Dari kisah tersebut tergambar jelas bahwa tatkala Suraqah ingin membunuh Rasulullah shallallahu ‘alaihi wa sallam. Ia bersama kudanya malah terjerembab ke tanah hingga beberapa kali. Kemudian setelah itu, ia memohon kepada Rasulullah shallallahu ‘alaihi wa sallam supaya menolongnya. Maka mulia itu akhirnya menolong Suraqah serta memaafkan kelakuan Suraqah yang hendak membunuh beliau.
Rasulullah shallallahu ‘alaihi wa sallam merupakan penyayang. Beliau tidak ingin para sahabat memiliki perasaan yang kaku dan keras. Menyayangi anak-anak adalah teladan yang Rasulullah shallallahu ‘alaihi wa sallam, agar para pengikutnya berhati lembut dan penyayang.
Rasulullah shallallahu ‘alaihi wa sallam memiliki keluhuran akhlak yang tiada dimiliki oleh orang lain. Beliau begitu bijaksana dalam mengajarkan kepada umatnya bagaimana cara menyayangi orang yang lebih muda dari kita, sekalipun itu adalah anak kecil.
Berkaitan dengan sifat kasih sayang, Allah ta’ala telah menegaskan dalam beberapa ayatnya di antaranya firman-Nya, “…Sesungguhnya rahmat Allah amat dekat kepada orang-orang yang berbuat baik.” (Q.S. Al-A’raf [7] : 56).
Meski Nabi shallallahu ‘alaihi wa sallam adalah manusia pilihan yang selalu dijaga gerak dan langkahnya oleh sang Khalik.

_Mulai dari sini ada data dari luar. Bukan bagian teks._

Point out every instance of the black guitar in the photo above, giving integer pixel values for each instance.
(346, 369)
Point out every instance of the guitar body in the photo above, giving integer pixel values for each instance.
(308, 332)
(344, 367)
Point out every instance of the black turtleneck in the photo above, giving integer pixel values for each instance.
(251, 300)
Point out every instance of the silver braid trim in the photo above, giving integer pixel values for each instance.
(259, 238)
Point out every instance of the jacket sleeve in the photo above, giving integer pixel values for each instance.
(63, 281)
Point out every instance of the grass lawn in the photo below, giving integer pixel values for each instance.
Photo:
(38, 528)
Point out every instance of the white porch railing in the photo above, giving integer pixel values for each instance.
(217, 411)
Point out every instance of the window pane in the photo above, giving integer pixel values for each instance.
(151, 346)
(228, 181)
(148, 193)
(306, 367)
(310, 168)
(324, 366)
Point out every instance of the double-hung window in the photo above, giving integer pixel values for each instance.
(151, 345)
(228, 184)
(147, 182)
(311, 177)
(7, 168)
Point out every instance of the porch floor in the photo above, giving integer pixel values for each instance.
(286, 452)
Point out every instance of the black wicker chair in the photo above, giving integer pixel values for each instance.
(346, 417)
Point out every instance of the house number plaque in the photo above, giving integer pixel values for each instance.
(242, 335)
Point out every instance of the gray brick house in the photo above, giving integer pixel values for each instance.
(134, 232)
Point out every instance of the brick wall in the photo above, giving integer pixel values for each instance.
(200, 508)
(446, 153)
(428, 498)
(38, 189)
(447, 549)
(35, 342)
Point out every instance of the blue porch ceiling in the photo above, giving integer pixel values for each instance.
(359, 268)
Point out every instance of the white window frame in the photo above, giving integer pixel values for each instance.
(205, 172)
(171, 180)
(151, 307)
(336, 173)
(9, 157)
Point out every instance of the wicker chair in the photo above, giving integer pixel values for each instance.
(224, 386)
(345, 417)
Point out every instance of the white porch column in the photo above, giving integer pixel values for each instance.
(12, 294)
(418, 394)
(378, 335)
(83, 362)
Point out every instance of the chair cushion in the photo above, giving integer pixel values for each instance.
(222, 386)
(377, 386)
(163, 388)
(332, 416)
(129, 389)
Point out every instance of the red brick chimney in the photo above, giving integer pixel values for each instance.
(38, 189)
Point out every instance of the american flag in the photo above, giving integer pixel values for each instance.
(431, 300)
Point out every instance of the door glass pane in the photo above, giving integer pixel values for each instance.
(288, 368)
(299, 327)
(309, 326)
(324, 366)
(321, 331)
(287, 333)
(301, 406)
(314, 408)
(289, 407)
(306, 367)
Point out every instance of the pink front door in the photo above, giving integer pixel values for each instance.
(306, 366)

Namun Allah tetap memerintahkan Nabi-Nya untuk tetap tawadhu dan menyebarkan kasih sayang. Allah ta’ala berfirman, “…Dan berendah dirilah kamu terhadap orang-orang yang beriman.” (Q.S. Al-Hijr [15] : 88).
Rasulullah yang Penyabar, Tawadhu Serta Jujur
Di dalam hadits disebutkan yang artinya, dari Abu Hurairah radhiyallahu ‘anhu, bahwa seorang lelaki berkata kepada Nabi shallahu ‘alaihi wa sallam, “Nasihatilah aku,” Nabi bersabda, “Jangan engkau marah –beliau mengulanginya beberapa kali- jangan marah.” (HR. Al-Bukhari)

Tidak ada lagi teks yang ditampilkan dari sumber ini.